The Internet of Things offers an opportunity for re-envisioning attacks such as denial of resources, resource exhaustion, physical safety, and pervasive surveillance attacks. While none of these notions are new, the extensive allocation of IoT devices and connectivity of Internet permits an invader to track them from a distance and with virtual obscurity and impunity. Also, once a vulnerability is discovered, it becomes trivial to operate mass discovery, thanks to services such as Shodan HQ, which ensures the provision of search engine functionality to find internet-connected devices.
This project is relevant to the fact that the Internet economy future depends on whether users, business, and governments feel protected while using the network and are confident with it for significant application and services. Denial of Service (DoS), malware, attacks, and other events comprising the discretion, integrity or accessibility of information system as well as networks are increasing (Sundmaeker et al., 2010). Where personal data are collected, stored or processed, these incidents affect heavily privacy concerns. As a result, governments pay increasing attention to cyber security as well as data privacy threats. The growing relevance of information privacy and security at the organizational, national and international level suggests that demand for security and privacy will amplify, making proficiency a likely bottleneck for enhancing innovation in security and privacy of information
Future devices will be even more powerful and resourceful as any current device, and they will have all the privacy and security issues if the problem is not looked into. Miniaturization and increase in spectrum efficiency will enable a denser use of devices, which in turn, will be even more sophisticated. This effort toward understanding the future scenarios should serve as a base for better extending the current legislation to the new issues brought by the IoT paradigm.

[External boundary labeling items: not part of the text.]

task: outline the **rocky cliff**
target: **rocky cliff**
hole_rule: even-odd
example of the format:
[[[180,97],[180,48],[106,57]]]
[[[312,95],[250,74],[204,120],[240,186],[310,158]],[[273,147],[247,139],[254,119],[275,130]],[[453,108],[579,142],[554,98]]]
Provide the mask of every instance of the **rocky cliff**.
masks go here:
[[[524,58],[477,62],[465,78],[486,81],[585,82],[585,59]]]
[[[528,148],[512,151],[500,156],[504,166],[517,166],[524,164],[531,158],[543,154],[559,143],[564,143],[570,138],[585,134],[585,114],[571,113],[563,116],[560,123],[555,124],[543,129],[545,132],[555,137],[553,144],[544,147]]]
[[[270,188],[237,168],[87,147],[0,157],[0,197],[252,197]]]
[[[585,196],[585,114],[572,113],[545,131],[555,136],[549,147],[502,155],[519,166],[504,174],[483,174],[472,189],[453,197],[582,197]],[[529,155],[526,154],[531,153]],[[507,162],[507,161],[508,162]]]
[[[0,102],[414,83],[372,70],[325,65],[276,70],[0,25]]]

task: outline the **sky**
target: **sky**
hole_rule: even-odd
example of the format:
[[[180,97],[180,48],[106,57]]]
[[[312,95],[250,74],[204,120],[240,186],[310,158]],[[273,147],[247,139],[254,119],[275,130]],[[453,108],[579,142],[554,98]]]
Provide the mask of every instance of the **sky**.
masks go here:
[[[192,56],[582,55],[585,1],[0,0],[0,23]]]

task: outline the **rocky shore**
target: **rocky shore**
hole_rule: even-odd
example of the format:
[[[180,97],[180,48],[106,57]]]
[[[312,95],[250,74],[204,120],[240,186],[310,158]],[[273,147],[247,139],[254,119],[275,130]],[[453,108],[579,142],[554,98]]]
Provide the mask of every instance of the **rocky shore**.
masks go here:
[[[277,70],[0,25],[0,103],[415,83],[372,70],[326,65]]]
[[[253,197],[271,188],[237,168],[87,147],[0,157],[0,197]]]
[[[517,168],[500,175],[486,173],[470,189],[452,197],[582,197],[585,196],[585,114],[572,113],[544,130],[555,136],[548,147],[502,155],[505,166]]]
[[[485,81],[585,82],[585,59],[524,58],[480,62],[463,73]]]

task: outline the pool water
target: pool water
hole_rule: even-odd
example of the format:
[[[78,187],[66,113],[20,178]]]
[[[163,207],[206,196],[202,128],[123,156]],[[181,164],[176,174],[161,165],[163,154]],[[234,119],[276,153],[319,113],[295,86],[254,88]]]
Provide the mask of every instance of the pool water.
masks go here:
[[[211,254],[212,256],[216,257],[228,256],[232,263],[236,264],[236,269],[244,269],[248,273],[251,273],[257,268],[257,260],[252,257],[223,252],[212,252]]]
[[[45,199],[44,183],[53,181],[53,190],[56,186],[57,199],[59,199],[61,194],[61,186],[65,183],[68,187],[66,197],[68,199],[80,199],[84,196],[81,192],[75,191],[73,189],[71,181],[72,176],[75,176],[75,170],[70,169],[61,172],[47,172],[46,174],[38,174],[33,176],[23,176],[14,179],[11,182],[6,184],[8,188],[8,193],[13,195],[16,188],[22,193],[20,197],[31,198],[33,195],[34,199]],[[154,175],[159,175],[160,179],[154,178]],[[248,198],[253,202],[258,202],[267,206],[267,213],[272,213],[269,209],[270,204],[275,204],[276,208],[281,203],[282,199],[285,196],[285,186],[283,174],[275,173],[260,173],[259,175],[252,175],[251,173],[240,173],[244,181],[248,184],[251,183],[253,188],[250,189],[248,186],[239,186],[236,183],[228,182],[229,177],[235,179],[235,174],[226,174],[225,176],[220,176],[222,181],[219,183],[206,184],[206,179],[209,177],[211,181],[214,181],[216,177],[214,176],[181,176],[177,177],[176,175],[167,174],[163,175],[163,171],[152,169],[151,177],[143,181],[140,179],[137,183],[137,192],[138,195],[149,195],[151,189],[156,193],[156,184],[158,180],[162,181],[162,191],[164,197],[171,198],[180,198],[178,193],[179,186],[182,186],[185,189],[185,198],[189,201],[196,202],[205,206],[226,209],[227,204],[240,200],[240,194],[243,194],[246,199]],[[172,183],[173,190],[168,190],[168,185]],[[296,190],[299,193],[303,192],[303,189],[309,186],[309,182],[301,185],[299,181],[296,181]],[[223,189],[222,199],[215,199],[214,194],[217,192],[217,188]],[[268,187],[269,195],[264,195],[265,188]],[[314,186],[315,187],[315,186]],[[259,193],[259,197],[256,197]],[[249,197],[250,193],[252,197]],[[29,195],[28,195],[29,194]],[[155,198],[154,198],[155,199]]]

Stankovic, J. A. (2014). Research directions for the internet of things. IEEE Internet of Things Journal, 1(1), 3-9.
Sicari, S., Rizzardi, A., Grieco, L. A., & Coen-Porisini, A. (2015). Security, privacy and trust in Internet of Things: The road ahead. Computer Networks,76, 146-164.
Sundmaeker, H., Guillemin, P., Friess, P., & Woelfflé, S. (2010). Vision and challenges for realising the Internet of Things. Cluster of European Research Projects on the Internet of Things, European Commision.